Pada dasarnya pedagang kaki lima tidak menolak untuk pindah ke Pasar Proklamasi. Dengan catatan, pemerintah memberikan solusi atas harga jual kios yang tidak terjangkau kantong pedagang.
“Kalau kita dihadapkan dengan kondisi seperti ini, jangankan bayar (cicilan) satu bulan, satu hari pun sudah mikir. Kita bukan hewan, kita manusia. Kami setuju pindah, tapi jangan dibebani. Tolong Pemda bijaksana, lebih mementingkan rakyat. Nangis pedagang kecil ini,” imbuh Siti.

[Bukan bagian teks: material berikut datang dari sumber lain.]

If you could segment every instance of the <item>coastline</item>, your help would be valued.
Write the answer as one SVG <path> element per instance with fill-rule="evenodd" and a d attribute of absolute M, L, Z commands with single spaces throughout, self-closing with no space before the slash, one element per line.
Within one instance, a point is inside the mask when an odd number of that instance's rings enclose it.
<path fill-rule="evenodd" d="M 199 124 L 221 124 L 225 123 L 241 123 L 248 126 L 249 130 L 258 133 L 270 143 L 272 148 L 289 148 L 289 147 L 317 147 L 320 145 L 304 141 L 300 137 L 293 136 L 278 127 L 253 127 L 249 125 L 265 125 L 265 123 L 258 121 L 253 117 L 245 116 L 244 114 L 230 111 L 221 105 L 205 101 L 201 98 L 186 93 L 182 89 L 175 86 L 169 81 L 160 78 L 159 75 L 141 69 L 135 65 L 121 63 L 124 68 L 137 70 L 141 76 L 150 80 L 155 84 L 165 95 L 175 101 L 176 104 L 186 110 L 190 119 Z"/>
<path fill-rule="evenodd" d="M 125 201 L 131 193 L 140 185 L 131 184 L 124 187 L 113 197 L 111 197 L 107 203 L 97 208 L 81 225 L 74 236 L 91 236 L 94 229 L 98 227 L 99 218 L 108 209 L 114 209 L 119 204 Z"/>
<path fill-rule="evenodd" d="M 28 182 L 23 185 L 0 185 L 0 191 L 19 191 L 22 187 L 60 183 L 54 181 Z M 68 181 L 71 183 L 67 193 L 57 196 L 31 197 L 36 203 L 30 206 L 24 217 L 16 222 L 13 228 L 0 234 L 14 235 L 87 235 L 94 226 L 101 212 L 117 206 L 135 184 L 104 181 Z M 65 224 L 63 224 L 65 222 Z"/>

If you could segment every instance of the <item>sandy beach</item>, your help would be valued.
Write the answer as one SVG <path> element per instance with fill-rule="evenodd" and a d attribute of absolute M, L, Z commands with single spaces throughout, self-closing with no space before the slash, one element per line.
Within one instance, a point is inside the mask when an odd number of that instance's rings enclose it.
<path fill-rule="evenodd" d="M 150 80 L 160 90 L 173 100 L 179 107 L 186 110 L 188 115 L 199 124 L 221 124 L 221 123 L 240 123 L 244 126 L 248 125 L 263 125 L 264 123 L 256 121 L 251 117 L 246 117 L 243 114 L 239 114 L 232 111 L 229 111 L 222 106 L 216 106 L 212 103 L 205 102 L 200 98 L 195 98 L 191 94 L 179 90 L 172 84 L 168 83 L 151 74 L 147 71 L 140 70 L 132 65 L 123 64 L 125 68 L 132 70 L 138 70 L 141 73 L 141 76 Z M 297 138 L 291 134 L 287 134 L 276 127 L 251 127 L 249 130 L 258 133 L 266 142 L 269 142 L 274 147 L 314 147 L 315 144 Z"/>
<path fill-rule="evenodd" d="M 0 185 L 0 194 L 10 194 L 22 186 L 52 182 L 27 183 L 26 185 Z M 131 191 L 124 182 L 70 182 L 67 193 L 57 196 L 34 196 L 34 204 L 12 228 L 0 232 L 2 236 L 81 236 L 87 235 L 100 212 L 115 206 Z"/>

Pedagang juga menyesalkan keributan yang terjadi sebagai buntut dari relokasi. Keributan itu membuat pelanggan mereka enggan berbelanja ke pasar. Akibatnya, omzet mereka menurun.
“Sekarang yang belanja pada takut. Tidak ada yang belanja dari pagi. Yang belanja baru mulai mau ke pasar, dengar-dengar ada demo, pulang lagi. Yang ada kita susah.”
“Kalau sampai anarkis (ribut) seperti ini, kata saya, tidak bagus. Anarkis seperti ini karena di sana (pemerintah) tidak mengerti kita. Kayak kemarin (pedagang) yang di sana diobrak-abrik (direlokasi), mereka butuh makan, anaknya butuh jajan. Mereka (jadi) tidak jualan, (karena) dipindahkan ke sana, sedangkan mereka masih di sini. Dari mana penghasilan mereka?” katanya.